"in girum imus nocte" Par André Hirt
« L'ironie
de l'histoire est que les migrants sont « en avant ». Ils
« nous » devancent, « eux » qui veulent aller
« là-bas », un ailleurs que le « là »
saccagé.
On prend, en
tremblant, le risque de poser qu'ils sont des messagers plus que des
migrants, qu'ils viennent comme des annonciateurs, des anges, dans la
douceur et portés par le feu, l'annonce et l'avertissement, qu'ils
endossent dans leur innocence une dimension messianique... »
« Le
malheur et l'horreur, assurément, sont de fuir la
guerre, la famine, les politiques inhumaines et les économies
désastreuses et mafieuses ( comme si ces réalités ne suffisaient
pas par elles-mêmes) : d'errer, de perdre ses papiers, de ne
pas être reconnu, d'être ici sans savoir où, de vouloir aller
là-bas avec raison mais dans l'illusion, de connaître presque à
coup sûr le désenchantement, de se retrouver entre deux rives, en
pleine mer, dans l'inconnu et la nuit, sur une embarcation de
fortune, toujours dérisoire, ou bien dans une soute, après avoir
confié aux marchands de la mobilité toute sa très modeste fortune.
(Le
mouvement sans bonheur, la vie nue et dépourvue de repères pour
survivre, l'existence abandonnée : cet anti-mouvement qui n'est
plus un voyage, mais une chute alors qu'il était espéré comme une
ascension. Nous sommes contemporains de cela en « nous »
rassurant depuis la rive contre le malheur.) »
« Je
ne sais pas comment dire.
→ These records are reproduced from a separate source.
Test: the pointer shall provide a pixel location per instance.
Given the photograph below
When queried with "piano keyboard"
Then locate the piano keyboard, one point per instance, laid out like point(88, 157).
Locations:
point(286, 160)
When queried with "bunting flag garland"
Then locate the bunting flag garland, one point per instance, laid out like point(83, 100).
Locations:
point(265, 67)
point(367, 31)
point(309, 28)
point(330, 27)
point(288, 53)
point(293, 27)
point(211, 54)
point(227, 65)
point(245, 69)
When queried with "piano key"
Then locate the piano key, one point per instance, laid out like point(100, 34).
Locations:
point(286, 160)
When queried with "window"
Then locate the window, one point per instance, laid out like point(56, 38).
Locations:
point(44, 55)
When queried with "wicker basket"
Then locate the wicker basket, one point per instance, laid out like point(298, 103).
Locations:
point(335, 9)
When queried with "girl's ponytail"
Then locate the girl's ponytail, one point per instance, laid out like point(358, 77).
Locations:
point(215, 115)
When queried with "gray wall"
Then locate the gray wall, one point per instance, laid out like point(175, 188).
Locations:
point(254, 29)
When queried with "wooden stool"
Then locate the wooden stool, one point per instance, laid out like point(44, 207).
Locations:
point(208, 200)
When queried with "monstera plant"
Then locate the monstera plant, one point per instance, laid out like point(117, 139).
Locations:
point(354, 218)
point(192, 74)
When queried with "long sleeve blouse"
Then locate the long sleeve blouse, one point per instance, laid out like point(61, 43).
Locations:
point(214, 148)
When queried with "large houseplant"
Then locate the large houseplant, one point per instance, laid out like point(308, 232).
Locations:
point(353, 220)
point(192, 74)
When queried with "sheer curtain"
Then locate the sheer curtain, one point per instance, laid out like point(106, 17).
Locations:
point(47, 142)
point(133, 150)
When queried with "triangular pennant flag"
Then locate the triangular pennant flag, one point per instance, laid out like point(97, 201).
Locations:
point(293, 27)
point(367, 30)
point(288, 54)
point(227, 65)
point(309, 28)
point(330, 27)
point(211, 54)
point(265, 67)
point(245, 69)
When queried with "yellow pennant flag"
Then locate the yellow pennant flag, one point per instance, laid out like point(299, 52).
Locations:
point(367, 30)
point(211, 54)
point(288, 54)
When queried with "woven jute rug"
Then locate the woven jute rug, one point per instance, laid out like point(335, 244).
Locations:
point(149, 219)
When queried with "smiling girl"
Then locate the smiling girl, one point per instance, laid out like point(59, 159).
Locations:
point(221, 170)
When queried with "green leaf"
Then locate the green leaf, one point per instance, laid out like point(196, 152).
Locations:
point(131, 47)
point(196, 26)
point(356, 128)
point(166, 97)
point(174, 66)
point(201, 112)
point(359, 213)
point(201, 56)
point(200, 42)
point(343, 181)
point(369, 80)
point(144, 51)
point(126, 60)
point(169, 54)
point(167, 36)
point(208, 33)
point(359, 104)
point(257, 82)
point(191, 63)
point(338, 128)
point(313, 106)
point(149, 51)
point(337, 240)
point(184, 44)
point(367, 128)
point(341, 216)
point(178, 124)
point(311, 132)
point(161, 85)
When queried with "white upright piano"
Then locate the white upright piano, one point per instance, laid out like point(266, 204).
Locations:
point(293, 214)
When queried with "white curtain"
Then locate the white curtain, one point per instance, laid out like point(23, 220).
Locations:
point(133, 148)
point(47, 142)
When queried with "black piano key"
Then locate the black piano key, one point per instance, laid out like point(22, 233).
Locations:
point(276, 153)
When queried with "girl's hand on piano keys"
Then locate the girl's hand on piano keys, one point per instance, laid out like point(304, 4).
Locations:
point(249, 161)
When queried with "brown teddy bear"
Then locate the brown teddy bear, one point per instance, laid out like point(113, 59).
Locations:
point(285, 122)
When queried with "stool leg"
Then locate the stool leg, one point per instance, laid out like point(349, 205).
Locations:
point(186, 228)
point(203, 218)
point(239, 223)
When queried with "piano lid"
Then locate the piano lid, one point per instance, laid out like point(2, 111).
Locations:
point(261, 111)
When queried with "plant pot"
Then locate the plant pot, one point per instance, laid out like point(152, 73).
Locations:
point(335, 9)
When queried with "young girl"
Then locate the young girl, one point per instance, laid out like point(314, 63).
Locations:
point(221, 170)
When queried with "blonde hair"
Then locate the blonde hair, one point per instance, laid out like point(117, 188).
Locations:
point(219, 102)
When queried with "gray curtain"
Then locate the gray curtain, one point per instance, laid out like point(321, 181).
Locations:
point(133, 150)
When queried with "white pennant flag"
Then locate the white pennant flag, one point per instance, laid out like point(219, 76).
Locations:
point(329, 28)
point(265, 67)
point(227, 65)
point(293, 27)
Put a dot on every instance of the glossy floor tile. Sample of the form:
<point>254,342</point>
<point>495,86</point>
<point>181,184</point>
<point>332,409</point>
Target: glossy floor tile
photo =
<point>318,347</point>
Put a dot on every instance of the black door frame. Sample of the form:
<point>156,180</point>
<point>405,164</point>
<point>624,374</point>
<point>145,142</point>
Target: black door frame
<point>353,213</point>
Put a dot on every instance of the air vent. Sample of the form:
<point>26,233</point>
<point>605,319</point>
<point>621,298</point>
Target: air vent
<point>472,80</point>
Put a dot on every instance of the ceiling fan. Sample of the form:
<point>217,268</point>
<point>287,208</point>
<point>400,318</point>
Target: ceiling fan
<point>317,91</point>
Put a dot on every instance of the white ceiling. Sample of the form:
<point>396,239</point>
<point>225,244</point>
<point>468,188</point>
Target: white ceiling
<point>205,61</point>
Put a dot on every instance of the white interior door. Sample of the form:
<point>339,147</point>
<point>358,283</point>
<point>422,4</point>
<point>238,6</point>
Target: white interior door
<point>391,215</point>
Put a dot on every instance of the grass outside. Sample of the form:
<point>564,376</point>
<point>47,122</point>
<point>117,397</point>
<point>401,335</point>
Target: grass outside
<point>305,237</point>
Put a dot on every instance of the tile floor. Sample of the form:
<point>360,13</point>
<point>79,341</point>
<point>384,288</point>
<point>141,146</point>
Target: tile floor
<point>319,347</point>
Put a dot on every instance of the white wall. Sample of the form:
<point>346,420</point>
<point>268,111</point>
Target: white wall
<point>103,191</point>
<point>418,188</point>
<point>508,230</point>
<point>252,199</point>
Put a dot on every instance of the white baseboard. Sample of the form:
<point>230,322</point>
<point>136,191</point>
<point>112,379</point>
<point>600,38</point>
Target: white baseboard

Car comment partager ce « nous »
que pourtant et nécessairement nous partageons ? Dans cette
lutte entre la distance et la proximité, entre « eux »
et « nous », je ne puis aller plus loin en pensée
qu'ainsi : ils sont comme « nous » mais nous ne
sommes pas comme « eux », dans cette situation qui dans
son vertige et son naufrage n'en est même plus une. »
« Quitter,
c'était manifestement comprendre jusqu'à s'enfoncer dans la nuit et
les grottes pour trouver une « fleur bleue ».